Procter & Gamble Trumps Church & Dwight: An Example of the Customer Orientation Overtaking a Medieval Business Strategy
CEOs Robert McDonald of P&G (PG) and James Craigie of Church & Dwight (CHD) are facing off in the laundry soap business, and one of them is slinging mud. Recent executive comments and division performance reports highlight that the battle in the soap aisle isn’t just about soap, it’s about the fundamental purpose of businesses in competitive markets.
Procter & Gamble’s Tide Pods hit the $6.5 billion laundry detergent market in February 2012. Their road to release was lauded as the result of major improvements in product development processes. For their first full year of release, P&G’ McDonald targeted $500 million of revenue. According to most reports, P&G will hit this revenue target. In a market where 95% of new products fail, most would call this an overwhelming success.
Most, but not all.
Chruch & Dwight’s Craigie has derided the shift to podded laundry detergent. In stating, “Pod is killing the laundry detergent category”, he isn’t just referring to his Arm & Hammer or Xtra detergent brands, he really does mean the entire category has been harmed by P&G’s new product. Overall, market research firm Nielsen reports U.S. sales of laundry detergent have declined 2.1% in the 12 months till March.
But how can a successful new product harm a product category?
Medieval Business Strategy
On a per-load basis, podded detergents are more expensive than jugged detergents. Recent reports on Tide sold at Walmart (WMT) indicate that Tide Pods cost 25 cents per load while Liquid Tide cost 20 cents per load.
In most situations, higher cost per use case would imply that the new product would increase category revenue, not decrease it. Yet podded detergent counter-intuitively saves most consumers money on laundry detergent overall.

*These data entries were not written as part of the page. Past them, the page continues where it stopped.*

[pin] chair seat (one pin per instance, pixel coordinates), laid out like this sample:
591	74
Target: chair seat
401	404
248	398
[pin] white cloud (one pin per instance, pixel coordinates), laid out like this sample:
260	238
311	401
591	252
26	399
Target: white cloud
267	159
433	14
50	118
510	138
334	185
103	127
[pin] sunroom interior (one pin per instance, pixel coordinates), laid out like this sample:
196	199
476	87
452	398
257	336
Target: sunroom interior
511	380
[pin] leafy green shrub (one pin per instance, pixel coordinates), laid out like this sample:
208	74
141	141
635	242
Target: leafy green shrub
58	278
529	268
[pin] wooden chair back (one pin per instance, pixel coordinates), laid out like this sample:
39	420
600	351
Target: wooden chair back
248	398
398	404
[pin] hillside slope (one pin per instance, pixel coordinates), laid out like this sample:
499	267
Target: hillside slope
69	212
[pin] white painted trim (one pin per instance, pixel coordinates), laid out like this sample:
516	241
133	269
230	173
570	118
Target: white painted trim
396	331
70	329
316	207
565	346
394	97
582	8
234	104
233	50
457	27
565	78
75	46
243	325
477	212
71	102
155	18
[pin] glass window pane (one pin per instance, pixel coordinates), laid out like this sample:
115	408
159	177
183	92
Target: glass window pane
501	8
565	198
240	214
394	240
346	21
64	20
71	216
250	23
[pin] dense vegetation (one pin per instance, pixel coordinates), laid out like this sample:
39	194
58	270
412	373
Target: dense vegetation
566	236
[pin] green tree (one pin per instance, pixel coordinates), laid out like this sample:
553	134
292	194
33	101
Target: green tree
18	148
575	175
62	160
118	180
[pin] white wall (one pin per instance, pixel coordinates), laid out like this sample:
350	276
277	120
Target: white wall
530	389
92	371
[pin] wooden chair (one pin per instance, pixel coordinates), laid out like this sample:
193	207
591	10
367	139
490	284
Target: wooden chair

Why? Because most consumers over-pour liquid detergent when doing laundry while the detergent pods pre-measure the required dosing and therefore reduce the tendency to over-use detergent. By improving the ability of consumers to use the right dose of detergent per load, pods reduce the overall quantity of detergent they purchase. This reduction in consumption not only saves consumers, it also keeps clothes lasting longer and reduces water pollution (that is, it is greener on some counts).
Even after accounting for higher prices, the reductions in consumption associated with podded detergent has reduce total household spending on laundry detergent. On this count, Craigie is right, pods are reducing category spending levels.
Past product innovations, such as higher concentrations of liquid detergent, have routinely led to increases in category sales, not decreases. In keeping with this trajectory, one would expect current and future product innovations to continue to grow category sales, not decrease them. Thus, pods are an anathema to Craigie’s thinking.
But in his broad-strokes analysis, Craigie is wrong.
Customer Orientation
Neither an industry nor a business exists only to extract profits from unsuspecting customers. They exist to serve customer needs … profitably.
P&G’s Tide Pods serve those customer needs as witnessed by the strong growth of the products’ sales in a highly mature market. Moreover, it does it profitably. By focusing on the challenges consumers have with detergent and the root causes of past product failures within this market, P&G successfully developed and marketed a product which both improved the customer experience and improved P&G’s profitability.
This is the essence of the modern customer orientation: to serve customer needs profitably.
In contrast, Craigie seems to take a medieval viewpoint of business strategy, where the business exists to make producers and the industry rich. Similar to medieval royalty running their kingdoms and fiefdoms for their own wealth, these blindered business leaders run their business for their own wealth (and their stockholders’). This strategy works when the people have little choice in what or where to buy. But we don’t live in medieval times.
We live in competitive markets where customers have choices. Since all profits ultimately come from customers, business strategy must focus on serving those customers profitably, not finding ways to bilk them out of money for products they didn’t really need.
Hence, we come to the divergence in thinking. Craigie’s comments reveal a belief that business should seek to sell products that customers don’t really need simply to increase revenues and profits. McDonald’s actions reveal a belief that businesses should sell products customers want at a price greater than costs with confidence that profits will follow. Craigie’s comments reveal a desire for industry planning. P&G’s actions reveal an active participation in creative destruction, a key philosophical reason to support free market capitalism. Of these two belief systems, I know which I would prefer to purchase under, and strongly suspect I know which is more likely to succeed in today’s competitive markets.
Craigie, wake up.
References
- Paul Ziobro and Serna Ng, “Is Innovation Killing the Soap Sales?”, Wall Street Journal, (4 April 2013), B1.
- Paul Ziobro and Serna Ng, “P&G Sales Momentum Disappoints”, Wall Street Journal, (25 April 2013), B6.
Note of Interest and Holdings: At the time of writing, the author is not currently a direct consultant to nor investor in any of the firms listed in this article.